Exacerbating the situation is that other major tenants in the shopping centers often have clauses in their lease agreements that allow them to close or pay lower rents if the other anchors close. Most major retailers also have non-compete clauses that prohibit the landlord from renting space to competing businesses. If the anchor has such a clause and leaves before its lease is up, the space cannot (during the term of the original lease) be sublet to a tenant with a competing business.

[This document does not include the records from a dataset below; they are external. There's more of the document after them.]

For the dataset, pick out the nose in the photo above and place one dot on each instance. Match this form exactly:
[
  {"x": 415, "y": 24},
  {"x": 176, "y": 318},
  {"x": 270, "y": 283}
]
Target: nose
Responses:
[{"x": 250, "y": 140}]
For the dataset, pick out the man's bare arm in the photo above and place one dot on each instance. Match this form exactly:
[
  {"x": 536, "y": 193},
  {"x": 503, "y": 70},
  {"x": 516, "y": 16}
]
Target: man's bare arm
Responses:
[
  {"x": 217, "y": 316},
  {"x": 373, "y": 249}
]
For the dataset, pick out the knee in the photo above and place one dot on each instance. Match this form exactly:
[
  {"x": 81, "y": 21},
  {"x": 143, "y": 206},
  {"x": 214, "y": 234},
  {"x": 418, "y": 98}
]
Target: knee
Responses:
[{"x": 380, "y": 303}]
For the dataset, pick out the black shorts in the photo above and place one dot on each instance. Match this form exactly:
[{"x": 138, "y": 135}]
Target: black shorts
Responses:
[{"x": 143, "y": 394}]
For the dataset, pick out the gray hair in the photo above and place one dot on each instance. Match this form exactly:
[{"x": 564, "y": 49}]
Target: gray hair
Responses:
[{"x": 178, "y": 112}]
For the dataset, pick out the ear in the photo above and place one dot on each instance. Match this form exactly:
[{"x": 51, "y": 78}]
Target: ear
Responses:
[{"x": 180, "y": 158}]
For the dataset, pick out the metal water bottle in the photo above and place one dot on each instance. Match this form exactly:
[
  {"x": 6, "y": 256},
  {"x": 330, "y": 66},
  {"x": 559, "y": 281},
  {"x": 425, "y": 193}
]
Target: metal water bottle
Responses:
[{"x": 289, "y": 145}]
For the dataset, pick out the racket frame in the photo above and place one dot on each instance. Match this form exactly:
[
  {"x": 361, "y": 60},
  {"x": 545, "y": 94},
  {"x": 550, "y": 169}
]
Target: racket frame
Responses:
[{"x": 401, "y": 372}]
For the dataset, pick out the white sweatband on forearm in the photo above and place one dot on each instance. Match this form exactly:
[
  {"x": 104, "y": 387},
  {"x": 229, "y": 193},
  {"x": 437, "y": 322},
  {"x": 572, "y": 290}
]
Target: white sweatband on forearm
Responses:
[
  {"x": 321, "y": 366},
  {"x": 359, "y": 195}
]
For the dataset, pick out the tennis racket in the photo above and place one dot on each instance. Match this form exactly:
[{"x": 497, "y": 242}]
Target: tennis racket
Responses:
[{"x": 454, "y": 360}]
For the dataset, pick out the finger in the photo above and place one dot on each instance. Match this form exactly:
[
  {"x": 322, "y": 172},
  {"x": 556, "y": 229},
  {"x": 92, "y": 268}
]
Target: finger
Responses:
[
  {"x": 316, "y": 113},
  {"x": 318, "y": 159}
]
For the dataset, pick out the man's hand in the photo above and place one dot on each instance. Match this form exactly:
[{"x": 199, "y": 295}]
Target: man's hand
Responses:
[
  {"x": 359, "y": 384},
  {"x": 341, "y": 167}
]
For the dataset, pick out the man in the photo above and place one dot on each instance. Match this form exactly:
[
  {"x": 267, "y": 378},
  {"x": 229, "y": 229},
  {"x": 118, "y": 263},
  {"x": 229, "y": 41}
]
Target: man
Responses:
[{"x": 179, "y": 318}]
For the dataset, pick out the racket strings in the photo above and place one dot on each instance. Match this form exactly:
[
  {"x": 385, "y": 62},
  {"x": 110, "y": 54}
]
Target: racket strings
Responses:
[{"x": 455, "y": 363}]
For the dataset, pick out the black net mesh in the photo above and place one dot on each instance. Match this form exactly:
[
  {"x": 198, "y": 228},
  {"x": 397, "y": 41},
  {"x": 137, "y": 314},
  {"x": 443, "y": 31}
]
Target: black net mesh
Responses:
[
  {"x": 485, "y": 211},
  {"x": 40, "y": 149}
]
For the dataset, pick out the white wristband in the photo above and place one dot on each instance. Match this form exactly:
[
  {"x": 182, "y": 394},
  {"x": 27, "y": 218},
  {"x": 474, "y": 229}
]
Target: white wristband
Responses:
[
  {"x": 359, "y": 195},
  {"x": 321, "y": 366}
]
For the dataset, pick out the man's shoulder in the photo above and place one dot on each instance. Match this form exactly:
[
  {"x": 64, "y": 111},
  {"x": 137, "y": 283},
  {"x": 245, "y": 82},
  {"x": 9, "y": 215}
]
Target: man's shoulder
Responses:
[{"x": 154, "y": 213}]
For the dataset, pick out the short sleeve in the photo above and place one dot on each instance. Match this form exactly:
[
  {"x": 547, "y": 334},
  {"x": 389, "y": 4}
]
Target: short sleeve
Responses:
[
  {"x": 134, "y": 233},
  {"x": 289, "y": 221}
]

So it's not surprising that the spaces abandoned by anchor tenants end up being gyms, thrift stores, churches, medical offices and call centers. While those tenants pay the rent, they don't create the same draw as the original anchors.

Last week, Wal-Mart vacated a 100,000-square-foot space in Embassy Crossings as it opened a supercenter at U.S. 19 and Ridge Road. This is one of hundreds of empty Wal-Mart discount stores that consultant Al Norman has made into the centerpiece of his consulting business.

Norman, who has a firm called Sprawl Busters and a book called Slam Dunking Wal-Mart, says he gets frustrated with cities that encourage development of big box and bigger box and biggest box development. He says that while these supercenters just tend to suck sales from existing businesses, city officials are often lured by the promise of jobs, high property tax revenues and new buildings. But this kind of activity does not qualify as economic development, he said.

"It's not a shot in the arm to the economy; it's a shot in the head."

What will the future hold? Norman envisions a community that will "end up with a fair amount of acreage squandered for development that came and went. "All the stores that have been overbuilding are going to be empty monuments to greed over need."